USA Florida, February 9, 2015Thus, the strategy of combining powerful cell killing ability of potent cytotoxic agents with target specificity symbolizes a potentially new model in treatment of cancer
Antibody drug conjugates are monoclonal antibody chemically coupled to a linker and cytotoxic drug. At present the therapeutic use of ADCs is focused almost completely on the treatment of cancer. The targets for ADCs do not need to be causal in tumor progression in contrast to small molecule cancer agents or function blocking monoclonal antibodies. The monoclonal antibodies used in first generation ADCs identified cell surface antigens with varying levels of tumor selectivity. It also included monoclonal antibodies that internalized following antigen binding and those that did not.
Non internalizing ADCs needed to remain entire in the circulation to be effective, and however selectively release active drug at the tumor site. Characteristically these ADCs make use of peptidyl linkers designed to be cleaved by enzymes such as cathepsins and matrix metalloproteinases articulated in the linker, or tumor that would liberate drug by hydrolysis at the slightly acidic pH observed in many solid tumors.
These non-internalizing ADCs did not show significant antigen specific activity for the most part, and did not improve the therapeutic index relative to that of the free drug. The use of MAbs that internalize following antigen binding has resulted in the design of linkers that are stable in circulation and efficiently release active drug following internalization, antigen specific binding, and trafficking to endosomes or lysosomes. Impressive preclinical and clinical activity has been demonstrated by internalizing ADCs.
Major advances in the efficacy and safety of ADCs have resulted from incorporating highly potent drugs and using stable linkers to better make use of the half life of the MAb component of the ADC. There are continuing efforts to increase the selectivity of ADC and efficacy by optimizing linkers, MAb attachment sites and cytotoxic payloads further.

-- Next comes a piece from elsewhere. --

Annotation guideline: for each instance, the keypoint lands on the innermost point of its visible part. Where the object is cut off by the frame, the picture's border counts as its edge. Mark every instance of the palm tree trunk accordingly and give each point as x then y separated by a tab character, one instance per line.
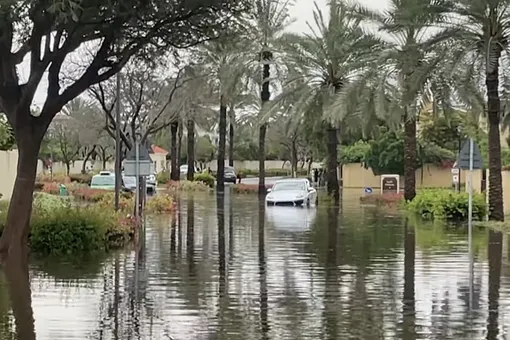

For the design of ADC, the selection of suitable ADC targets remains a critical challenge. Characteristics of the ADC target can be used to guide the selection of linker that may be cleavable or non cleavable and the potency and characteristics of the released drug.
Though, further insight into the optimal design characteristics of effective ADCs will be best gained as additional clinical data become available. The emerging technologies that seek to further advance this exciting area of research are also increasing.
Our company has more than a decade of experience in Antibody Drug Conjugate (ADC) technology, which makes powerful monoclonal antibodies to treat the targeted diseased area more successfully.
The type of components of GAP antibody drug conjugate technology is the stable linkers and the synthetic cytotoxic agents. At various phases of clinical trials our ADCs have been shown to be approximately 5 times more efficient and roughly 10 times safer than the conventional chemotherapeutic agents.